O diário de uma barqueira na República Dominicana
Conhecida por transportar pessoas nos rios Ozama e Isabela, em Santo Domingo, Yaquelín é um dos milhares de cidadãos que vivem em moradias paupérrimas no país caribenho
Yaquelín é para o bairro Simón Bolívar o mesmo que a própria água para os rios Ozama e Isabela, que se abraçam justo diante de sua casa, um modo de chamar o que é um mero barraco desconjuntado. Um habitáculo que ela transforma em algo caseiro e digno, com seu sofá envelhecido, seu fogareiro e seu botijão de gás, sua cortina, sua roupa estendida dentro e o que parecem ser remos de sua yola (barco) no canto.

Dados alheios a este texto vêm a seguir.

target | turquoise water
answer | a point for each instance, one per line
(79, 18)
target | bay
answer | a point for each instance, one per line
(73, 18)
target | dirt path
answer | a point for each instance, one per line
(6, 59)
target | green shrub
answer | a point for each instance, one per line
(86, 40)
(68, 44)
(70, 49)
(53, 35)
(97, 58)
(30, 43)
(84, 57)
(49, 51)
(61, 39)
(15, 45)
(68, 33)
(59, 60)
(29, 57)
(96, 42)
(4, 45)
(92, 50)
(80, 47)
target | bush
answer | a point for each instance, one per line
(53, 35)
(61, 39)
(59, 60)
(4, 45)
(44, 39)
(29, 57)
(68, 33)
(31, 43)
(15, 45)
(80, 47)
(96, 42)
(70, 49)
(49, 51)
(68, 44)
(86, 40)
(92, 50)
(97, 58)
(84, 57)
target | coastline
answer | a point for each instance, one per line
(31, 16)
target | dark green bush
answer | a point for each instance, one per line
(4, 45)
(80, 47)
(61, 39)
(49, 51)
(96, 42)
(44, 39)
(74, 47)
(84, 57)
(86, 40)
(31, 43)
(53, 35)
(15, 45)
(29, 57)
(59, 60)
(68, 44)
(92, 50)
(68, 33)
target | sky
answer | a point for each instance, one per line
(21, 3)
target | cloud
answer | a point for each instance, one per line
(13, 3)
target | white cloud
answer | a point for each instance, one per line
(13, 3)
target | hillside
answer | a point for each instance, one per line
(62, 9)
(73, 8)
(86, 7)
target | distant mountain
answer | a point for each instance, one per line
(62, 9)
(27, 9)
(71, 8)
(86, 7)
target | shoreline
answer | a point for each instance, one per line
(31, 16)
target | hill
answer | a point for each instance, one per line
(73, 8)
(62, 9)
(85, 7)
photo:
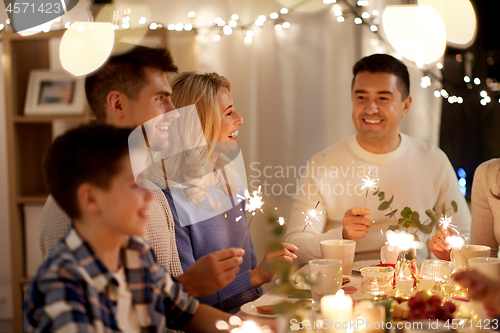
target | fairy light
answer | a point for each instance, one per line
(281, 220)
(227, 30)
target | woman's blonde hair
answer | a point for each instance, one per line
(185, 168)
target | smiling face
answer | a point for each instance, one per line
(378, 108)
(230, 119)
(154, 109)
(124, 204)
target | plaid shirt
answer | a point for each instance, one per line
(74, 292)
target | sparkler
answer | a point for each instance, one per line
(252, 203)
(369, 183)
(311, 215)
(455, 239)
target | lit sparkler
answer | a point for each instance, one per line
(369, 183)
(312, 215)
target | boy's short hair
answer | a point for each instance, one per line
(384, 63)
(125, 73)
(87, 154)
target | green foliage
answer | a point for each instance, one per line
(411, 219)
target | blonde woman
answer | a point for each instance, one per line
(203, 183)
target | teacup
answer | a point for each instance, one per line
(460, 257)
(326, 276)
(341, 249)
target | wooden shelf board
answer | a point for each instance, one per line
(48, 119)
(32, 199)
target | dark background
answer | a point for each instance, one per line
(470, 132)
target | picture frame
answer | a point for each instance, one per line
(54, 93)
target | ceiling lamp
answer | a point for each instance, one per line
(85, 46)
(415, 32)
(459, 20)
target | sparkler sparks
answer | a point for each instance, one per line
(312, 215)
(455, 242)
(445, 221)
(368, 183)
(254, 201)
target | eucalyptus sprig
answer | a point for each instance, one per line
(410, 218)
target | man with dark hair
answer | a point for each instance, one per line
(417, 174)
(102, 276)
(127, 91)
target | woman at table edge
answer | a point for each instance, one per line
(220, 121)
(485, 228)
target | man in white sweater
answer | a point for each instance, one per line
(419, 175)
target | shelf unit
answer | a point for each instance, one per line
(29, 137)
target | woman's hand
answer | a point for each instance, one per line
(263, 273)
(438, 245)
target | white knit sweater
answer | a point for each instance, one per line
(485, 207)
(417, 174)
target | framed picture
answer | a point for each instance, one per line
(54, 93)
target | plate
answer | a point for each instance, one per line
(251, 307)
(357, 265)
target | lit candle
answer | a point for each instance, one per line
(338, 310)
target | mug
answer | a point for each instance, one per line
(341, 249)
(389, 254)
(326, 276)
(460, 257)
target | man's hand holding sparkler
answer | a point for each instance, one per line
(356, 225)
(438, 245)
(262, 273)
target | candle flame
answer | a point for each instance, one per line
(455, 242)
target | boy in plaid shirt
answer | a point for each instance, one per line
(103, 276)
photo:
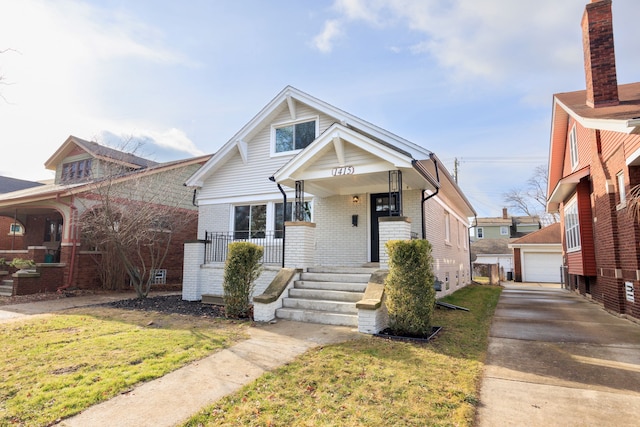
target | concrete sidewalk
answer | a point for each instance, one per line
(557, 359)
(173, 398)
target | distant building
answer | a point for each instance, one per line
(492, 235)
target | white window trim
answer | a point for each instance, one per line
(572, 231)
(447, 227)
(271, 212)
(275, 126)
(573, 148)
(17, 233)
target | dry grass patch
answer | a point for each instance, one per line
(56, 365)
(374, 381)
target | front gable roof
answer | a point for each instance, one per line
(338, 159)
(623, 118)
(286, 100)
(73, 143)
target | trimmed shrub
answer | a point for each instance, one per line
(241, 270)
(409, 287)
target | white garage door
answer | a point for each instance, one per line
(541, 267)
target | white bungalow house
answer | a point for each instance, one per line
(322, 191)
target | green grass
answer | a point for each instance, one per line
(54, 366)
(374, 381)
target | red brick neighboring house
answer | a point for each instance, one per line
(11, 229)
(50, 215)
(594, 161)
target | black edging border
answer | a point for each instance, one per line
(434, 331)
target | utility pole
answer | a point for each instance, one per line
(455, 169)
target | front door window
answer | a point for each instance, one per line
(382, 204)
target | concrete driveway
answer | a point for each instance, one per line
(557, 359)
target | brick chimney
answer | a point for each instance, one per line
(599, 54)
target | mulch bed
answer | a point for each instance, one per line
(173, 304)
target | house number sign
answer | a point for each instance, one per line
(629, 291)
(343, 170)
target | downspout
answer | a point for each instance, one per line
(284, 204)
(418, 167)
(73, 232)
(475, 221)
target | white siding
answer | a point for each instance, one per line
(235, 178)
(213, 218)
(451, 261)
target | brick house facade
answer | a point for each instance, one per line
(51, 215)
(594, 163)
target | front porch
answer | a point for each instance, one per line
(299, 289)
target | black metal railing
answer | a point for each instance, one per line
(216, 246)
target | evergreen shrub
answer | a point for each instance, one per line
(409, 287)
(241, 270)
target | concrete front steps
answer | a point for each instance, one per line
(326, 295)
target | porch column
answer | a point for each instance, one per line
(299, 245)
(391, 228)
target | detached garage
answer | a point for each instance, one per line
(538, 256)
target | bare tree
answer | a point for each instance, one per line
(532, 199)
(131, 220)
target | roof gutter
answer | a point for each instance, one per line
(426, 175)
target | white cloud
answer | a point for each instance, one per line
(324, 41)
(58, 75)
(486, 39)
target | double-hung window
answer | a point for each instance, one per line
(76, 171)
(295, 136)
(447, 227)
(572, 226)
(250, 221)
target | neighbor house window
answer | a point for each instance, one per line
(447, 227)
(76, 171)
(250, 221)
(16, 229)
(572, 226)
(621, 189)
(295, 136)
(573, 147)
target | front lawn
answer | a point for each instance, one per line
(373, 381)
(54, 366)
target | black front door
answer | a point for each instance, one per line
(380, 206)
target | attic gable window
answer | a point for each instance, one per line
(572, 226)
(294, 136)
(76, 171)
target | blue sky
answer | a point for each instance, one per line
(467, 79)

Por culpa desta, Yaquelín é conhecida por todos como La Yolera. Há quase 40 anos esta mulher vive em ambas as margens do leito, nesta choça que ela descreve como feita com peças de “tabuinhas, metais e isopor...” Tem água?, lhe perguntamos. “Sim, mas aqui é salgada, só serve para tomar banho e a limpeza. Para cozinhar e beber é preciso comprar e trazer em garrafas lá do alto”. E a luz? “Tenho, sim, mas quando Deus quer que venha.”
De saneamento nem falamos: verifica-se de imediato sua inexistência; tudo vai parar no rio, para umas cem mil pessoas que habitam estas margens; nos encontramos em Santo Domingo Norte.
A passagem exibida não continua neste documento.